The National Organization for Marriage has fallen on hard times. Once powerful and effective in preventing equality for LGBT people, it’s now facing serious financial problems and on a huge losing streak in both legislatures and courts. Mark Joseph Stern thinks he hears a funeral dirge starting to play:
This week, a Reagan-appointed federal judge handed the National Organization for Marriage its first major rejection of the month, kicking the anti-gay-marriage group’s IRS lawsuit out of court. NOM, a longtime opponent of disclosure laws, had claimed that the IRS intentionally leaked a contributor list to the pro-gay Human Rights Campaign, using the accusation as a fundraising tool. On Tuesday, however, U.S. District Judge James C. Cacheris slammed NOM’s claim, noting the group’s utter lack of evidence and criticizing its case as “unconvincing” and “unpersuasive.”
This dismissal would be embarrassing enough on its own. Yet 2014 has brought NOM so many defeats that its IRS loss barely made the news. The day after Judge Cacheris’ ruling, the U.S. Supreme Court swatted down NOM’s attempt to halt gay marriage in Oregon, where the attorney general has refused to defend the state’s recently invalidated ban. (Before that, the group tried, and failed, to make a last-minute defense of the law in district court.) These two failures come on the heels of NOM’s most humiliating month yet: In May, the Maine Ethics Commission hit the group with a $50,250 fine for breaking state laws in its 2009 campaign to overturn marriage equality. The commission went on to note that NOM had also likely violated campaign disclosure laws in New Hampshire and Iowa. The Iowa Ethics & Campaign Disclosure Board is currently investigating the group.

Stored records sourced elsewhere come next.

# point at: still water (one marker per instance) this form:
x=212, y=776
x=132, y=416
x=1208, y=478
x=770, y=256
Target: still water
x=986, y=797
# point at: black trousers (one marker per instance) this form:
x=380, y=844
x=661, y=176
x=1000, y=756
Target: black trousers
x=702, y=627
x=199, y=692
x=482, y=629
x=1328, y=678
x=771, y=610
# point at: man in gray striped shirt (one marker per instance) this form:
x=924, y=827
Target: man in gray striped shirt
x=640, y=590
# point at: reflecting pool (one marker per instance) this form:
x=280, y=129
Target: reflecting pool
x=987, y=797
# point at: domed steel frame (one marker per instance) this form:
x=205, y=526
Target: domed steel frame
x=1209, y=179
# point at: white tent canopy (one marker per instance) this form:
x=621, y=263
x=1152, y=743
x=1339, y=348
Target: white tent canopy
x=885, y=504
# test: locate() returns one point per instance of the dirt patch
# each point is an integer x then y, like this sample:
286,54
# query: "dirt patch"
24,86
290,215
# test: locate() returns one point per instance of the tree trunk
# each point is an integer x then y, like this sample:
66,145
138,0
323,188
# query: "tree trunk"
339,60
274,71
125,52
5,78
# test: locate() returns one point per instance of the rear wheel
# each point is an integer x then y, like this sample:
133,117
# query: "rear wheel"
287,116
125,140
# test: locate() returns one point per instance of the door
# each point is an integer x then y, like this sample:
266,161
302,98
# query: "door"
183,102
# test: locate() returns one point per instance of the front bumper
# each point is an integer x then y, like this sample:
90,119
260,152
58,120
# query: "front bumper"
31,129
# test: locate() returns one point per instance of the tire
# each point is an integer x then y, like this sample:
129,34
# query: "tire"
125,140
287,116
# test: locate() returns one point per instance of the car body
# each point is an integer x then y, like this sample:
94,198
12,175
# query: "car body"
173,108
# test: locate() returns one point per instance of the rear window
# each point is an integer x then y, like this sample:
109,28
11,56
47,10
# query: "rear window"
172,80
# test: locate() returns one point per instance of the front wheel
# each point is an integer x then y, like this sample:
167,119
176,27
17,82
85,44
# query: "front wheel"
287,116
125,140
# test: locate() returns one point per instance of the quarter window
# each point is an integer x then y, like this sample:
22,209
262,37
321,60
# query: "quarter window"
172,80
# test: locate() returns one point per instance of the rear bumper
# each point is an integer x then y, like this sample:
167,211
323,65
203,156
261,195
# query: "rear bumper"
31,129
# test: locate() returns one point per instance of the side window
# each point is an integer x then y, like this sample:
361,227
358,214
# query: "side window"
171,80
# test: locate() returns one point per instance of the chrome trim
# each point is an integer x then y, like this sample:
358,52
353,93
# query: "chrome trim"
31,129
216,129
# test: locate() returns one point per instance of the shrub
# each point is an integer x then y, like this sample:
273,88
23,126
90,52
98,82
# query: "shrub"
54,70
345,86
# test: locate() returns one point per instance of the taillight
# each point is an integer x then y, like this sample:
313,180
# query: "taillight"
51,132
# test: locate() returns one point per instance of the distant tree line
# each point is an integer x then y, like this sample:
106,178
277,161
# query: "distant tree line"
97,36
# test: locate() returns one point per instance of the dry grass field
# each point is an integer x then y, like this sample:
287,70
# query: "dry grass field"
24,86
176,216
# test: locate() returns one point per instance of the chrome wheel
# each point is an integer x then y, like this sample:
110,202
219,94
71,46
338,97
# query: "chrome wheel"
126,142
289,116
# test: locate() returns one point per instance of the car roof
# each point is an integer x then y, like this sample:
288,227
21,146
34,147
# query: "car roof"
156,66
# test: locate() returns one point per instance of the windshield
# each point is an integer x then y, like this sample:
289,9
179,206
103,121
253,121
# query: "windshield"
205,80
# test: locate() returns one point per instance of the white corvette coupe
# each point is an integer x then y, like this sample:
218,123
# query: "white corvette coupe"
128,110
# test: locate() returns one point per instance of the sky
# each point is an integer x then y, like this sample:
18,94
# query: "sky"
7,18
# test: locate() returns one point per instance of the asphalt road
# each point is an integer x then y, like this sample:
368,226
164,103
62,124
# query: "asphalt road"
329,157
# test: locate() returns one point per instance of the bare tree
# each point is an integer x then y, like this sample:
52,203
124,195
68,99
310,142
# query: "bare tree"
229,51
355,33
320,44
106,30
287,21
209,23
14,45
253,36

Was it inevitable that NOM would fall apart so quickly? As the organization stumbles toward irrelevance and impotence, it’s easy to forget just how successful and formidable it once was.
I think Maggie Gallagher got out a couple years ago because she saw the handwriting on the wall, leaving Brian Brown to cry into his well-worn Bible. This string of losses almost certainly have crippled their ability to raise money, adding to their already dismal financial situation. And I’m just gonna laugh my ass off about it.